Arab Saudi tengah menggenjot pembangunan Distrik Keuangan Raja Abdullah (KAFD) bernilai miliaran dollar AS yang digadang menyaingi dan merebut posisi Uni Emirat Arab sebagai pusat bisnis di Timur Tengah.
Oleh
BENNY D KOESTANTO
·4 menit baca
Pembangunan Distrik Keuangan Raja Abdullah atau King Abdullah Financial District di Riyadh, Arab Saudi, sudah memasuki tahap akhir. Kawasan itu pun siap memenuhi target peluncuran secara resmi tahun ini. Sempat tertunda-tunda sejak diumumkan tahun 2006, proyek bernilai miliaran dollar AS itu digadang menjadi penegas ambisi Arab Saudi untuk menyaingi dan merebut posisi Uni Emirat Arab sebagai pusat bisnis di Timur Tengah.
Arab Saudi pada Februari lalu meminta perusahaan asing yang ingin menjalin kontrak dengan Pemerintah Kerajaan Arab Saudi untuk memindahkan markas regional mereka ke Arab Saudi. Riyadh memberi ultimatum bakal menghentikan kontrak kerja sama dengan perusahaan asing yang markas regional mereka berada di luar Arab Saudi mulai 2024. King Abdullah Financial District (KAFD) ditargetkan jadi penanda khusus dalam proyek ambisius kerajaan.
Disebutkan bahwa kebijakan itu bertujuan menciptakan lebih banyak pekerjaan dan membatasi kebocoran ekonomi di Arab Saudi. Riyadh juga bertekad meningkatkan efisiensi terkait dengan pengeluaran di kerajaan. Arab Saudi ingin menjamin barang dan jasa utama yang dibeli sejumlah badan pemerintah bisa diproduksi di negara itu.
Ultimatum berani oleh Riyadh tersebut dinilai dapat meningkatkan persaingan bisnis dan modal asing antara Arab Saudi dan negara-negara Arab Teluk lainnya. Pesaing utama Arab Saudi adalah dengan sekutu utamanya, Uni Emirat Arab (UEA).
Ultimatum Riyadh pada perusahaan-perusahaan asing itu dipandang sebagai tantangan langsung pada Dubai. Kota di tepi Teluk Persia ini telah lama menjadi pusat bisnis di kawasan.

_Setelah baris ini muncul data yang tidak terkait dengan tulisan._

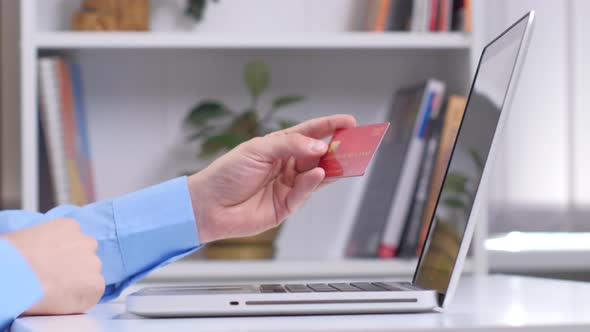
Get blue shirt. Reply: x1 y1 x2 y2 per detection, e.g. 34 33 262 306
0 177 201 330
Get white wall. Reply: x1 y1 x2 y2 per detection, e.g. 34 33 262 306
482 0 589 232
572 0 590 205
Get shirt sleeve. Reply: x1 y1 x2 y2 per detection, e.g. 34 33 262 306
0 240 44 331
0 176 202 314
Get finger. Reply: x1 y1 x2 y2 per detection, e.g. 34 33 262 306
277 114 357 139
246 133 328 165
286 167 325 213
281 156 296 188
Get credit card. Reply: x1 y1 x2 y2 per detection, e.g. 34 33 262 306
319 122 390 178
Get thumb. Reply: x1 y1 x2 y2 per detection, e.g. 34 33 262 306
245 133 328 171
286 167 325 214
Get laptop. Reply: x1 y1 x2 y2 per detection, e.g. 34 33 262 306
127 12 535 317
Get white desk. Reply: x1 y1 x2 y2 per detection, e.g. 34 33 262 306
11 275 590 332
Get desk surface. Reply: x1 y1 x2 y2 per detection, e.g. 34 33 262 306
11 275 590 332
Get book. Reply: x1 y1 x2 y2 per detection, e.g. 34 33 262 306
70 62 96 203
437 0 454 31
451 0 465 31
39 58 71 206
428 0 439 32
417 95 467 256
345 85 426 258
38 57 95 206
411 0 431 32
387 0 414 31
463 0 472 32
374 0 392 32
397 117 442 257
57 59 87 206
378 79 446 258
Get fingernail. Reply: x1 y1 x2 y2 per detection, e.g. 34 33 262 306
310 140 327 153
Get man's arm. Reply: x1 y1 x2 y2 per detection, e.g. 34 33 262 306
0 240 43 331
0 177 201 305
0 114 355 324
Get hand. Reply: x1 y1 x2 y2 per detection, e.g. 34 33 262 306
188 114 357 243
3 218 105 315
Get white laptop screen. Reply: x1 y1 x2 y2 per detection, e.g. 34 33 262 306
414 15 529 294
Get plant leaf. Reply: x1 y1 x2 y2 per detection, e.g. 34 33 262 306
443 198 467 209
186 126 216 142
199 133 246 159
185 101 230 127
277 119 298 130
228 111 259 138
467 147 485 171
271 95 304 110
442 172 469 193
244 61 270 99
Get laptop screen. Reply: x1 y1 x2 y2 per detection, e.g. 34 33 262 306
413 15 530 294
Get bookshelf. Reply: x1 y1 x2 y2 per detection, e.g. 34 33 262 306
19 0 488 279
34 32 472 50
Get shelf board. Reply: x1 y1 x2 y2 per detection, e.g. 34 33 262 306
143 258 474 282
34 32 471 50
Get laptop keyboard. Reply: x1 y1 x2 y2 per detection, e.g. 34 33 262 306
260 282 411 293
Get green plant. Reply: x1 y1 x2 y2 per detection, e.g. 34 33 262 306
184 60 304 159
185 0 218 22
441 147 485 215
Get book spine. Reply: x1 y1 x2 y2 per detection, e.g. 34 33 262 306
463 0 472 32
70 62 96 203
378 79 446 258
38 58 71 205
429 0 439 32
374 0 392 32
417 95 467 256
398 121 440 256
410 0 424 31
57 59 87 206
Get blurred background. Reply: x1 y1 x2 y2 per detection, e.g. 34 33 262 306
1 0 589 290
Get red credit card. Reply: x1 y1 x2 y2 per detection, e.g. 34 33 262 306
319 122 390 178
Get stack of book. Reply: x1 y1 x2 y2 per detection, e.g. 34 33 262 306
38 56 95 209
366 0 471 32
346 79 467 259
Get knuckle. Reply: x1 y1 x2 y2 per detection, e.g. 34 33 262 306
87 236 99 252
62 218 80 230
93 255 103 272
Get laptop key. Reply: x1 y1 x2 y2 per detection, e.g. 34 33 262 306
307 283 338 292
329 283 362 292
260 284 287 293
285 284 312 293
349 282 388 291
372 282 404 291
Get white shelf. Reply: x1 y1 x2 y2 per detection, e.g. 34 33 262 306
486 233 590 272
143 259 474 282
489 250 590 273
33 32 471 50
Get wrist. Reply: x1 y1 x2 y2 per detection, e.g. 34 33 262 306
187 172 214 244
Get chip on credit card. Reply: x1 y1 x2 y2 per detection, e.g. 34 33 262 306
319 122 390 178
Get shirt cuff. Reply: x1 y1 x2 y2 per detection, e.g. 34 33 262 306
111 176 201 281
0 239 43 318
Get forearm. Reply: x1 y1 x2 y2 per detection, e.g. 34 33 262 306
0 177 202 302
0 240 43 331
63 177 202 300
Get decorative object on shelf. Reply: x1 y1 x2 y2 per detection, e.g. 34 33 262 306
184 60 304 260
185 60 304 159
185 0 218 22
72 0 150 31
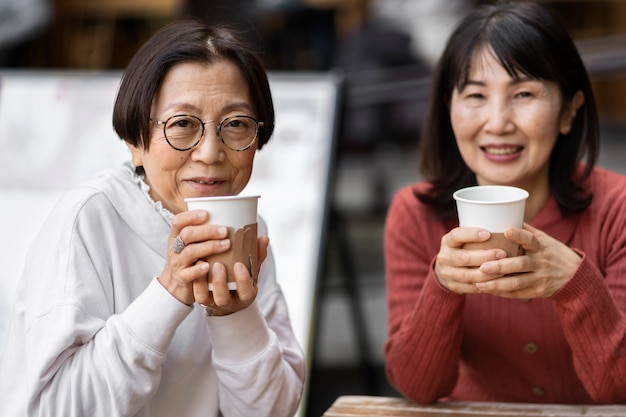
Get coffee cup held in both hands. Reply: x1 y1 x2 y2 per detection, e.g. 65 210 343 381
185 195 260 290
453 185 529 257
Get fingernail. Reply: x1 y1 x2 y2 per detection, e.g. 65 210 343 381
217 226 228 235
478 231 490 240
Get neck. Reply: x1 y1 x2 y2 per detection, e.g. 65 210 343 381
523 181 551 221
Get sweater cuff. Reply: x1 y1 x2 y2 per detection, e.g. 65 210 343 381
551 252 598 303
207 300 271 363
428 256 467 299
120 277 193 354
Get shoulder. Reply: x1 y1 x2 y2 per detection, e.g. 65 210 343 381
48 165 134 220
586 166 626 204
35 164 150 244
386 182 451 232
389 183 424 208
588 165 626 184
387 182 437 218
577 167 626 235
384 183 451 262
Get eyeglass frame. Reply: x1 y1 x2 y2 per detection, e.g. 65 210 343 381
150 114 264 152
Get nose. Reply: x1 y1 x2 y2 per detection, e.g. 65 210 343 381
190 126 225 163
484 99 515 134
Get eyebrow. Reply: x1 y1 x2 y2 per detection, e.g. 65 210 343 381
463 75 536 88
162 101 254 115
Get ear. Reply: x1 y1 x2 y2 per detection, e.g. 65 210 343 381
559 90 585 135
125 141 144 167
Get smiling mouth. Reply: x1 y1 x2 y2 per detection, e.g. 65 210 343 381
191 179 219 185
482 146 523 155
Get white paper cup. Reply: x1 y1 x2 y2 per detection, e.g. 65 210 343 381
453 186 528 257
185 195 260 290
453 185 528 231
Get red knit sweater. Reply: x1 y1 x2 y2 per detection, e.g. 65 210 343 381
384 166 626 404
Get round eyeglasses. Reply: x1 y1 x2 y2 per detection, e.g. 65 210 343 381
151 114 264 152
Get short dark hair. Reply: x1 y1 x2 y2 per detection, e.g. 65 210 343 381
417 1 599 218
113 19 275 151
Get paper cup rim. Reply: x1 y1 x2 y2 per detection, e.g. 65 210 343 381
184 195 260 203
453 185 529 205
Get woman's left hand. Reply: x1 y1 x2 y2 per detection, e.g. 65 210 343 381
194 235 270 316
473 223 582 298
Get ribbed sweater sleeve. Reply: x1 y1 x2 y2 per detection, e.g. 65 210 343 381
546 166 626 403
384 186 464 403
552 256 626 403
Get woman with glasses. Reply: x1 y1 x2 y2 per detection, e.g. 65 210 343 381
0 20 304 416
384 1 626 405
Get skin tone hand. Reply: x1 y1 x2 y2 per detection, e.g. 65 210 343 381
159 209 229 305
159 209 269 315
434 223 581 299
196 234 269 317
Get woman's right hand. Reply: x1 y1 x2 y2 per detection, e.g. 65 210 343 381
434 226 508 294
158 209 231 305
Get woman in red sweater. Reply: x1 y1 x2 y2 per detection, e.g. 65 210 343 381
384 1 626 405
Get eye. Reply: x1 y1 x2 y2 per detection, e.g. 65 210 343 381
515 91 533 99
168 115 200 131
164 115 203 144
223 116 254 130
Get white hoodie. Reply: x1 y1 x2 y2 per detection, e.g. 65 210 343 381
0 162 305 417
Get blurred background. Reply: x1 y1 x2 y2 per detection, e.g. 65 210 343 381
1 0 625 415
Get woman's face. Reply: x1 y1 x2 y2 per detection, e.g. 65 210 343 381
450 47 579 193
128 60 258 214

Tantangan Arab Saudi ini muncul di tengah upaya Riyadh mendiversifikasi ekonominya yang masih bergantung pada minyak.
Raksasa tidur
”Raksasa yang sedang tidur itu bersiap bangun,” kata seorang sumber di kalangan konsultan yang dekat dengan proyek KAFD.
Kawasan KAFD menempati wilayah seluas 1,6 juta meter persegi. Kawasan itu bakal dipenuhi dengan gedung pencakar langit, area pejalan kaki dengan deretan pohon yang dirancang menyerupai dasar sungai, dan masjid berbentuk seperti mawar gurun. KAFD ditargetkan menjadi sebuah zona ekonomi khusus bagi para penyewanya kelak.
Raksasa yang sedang tidur itu bersiap bangun.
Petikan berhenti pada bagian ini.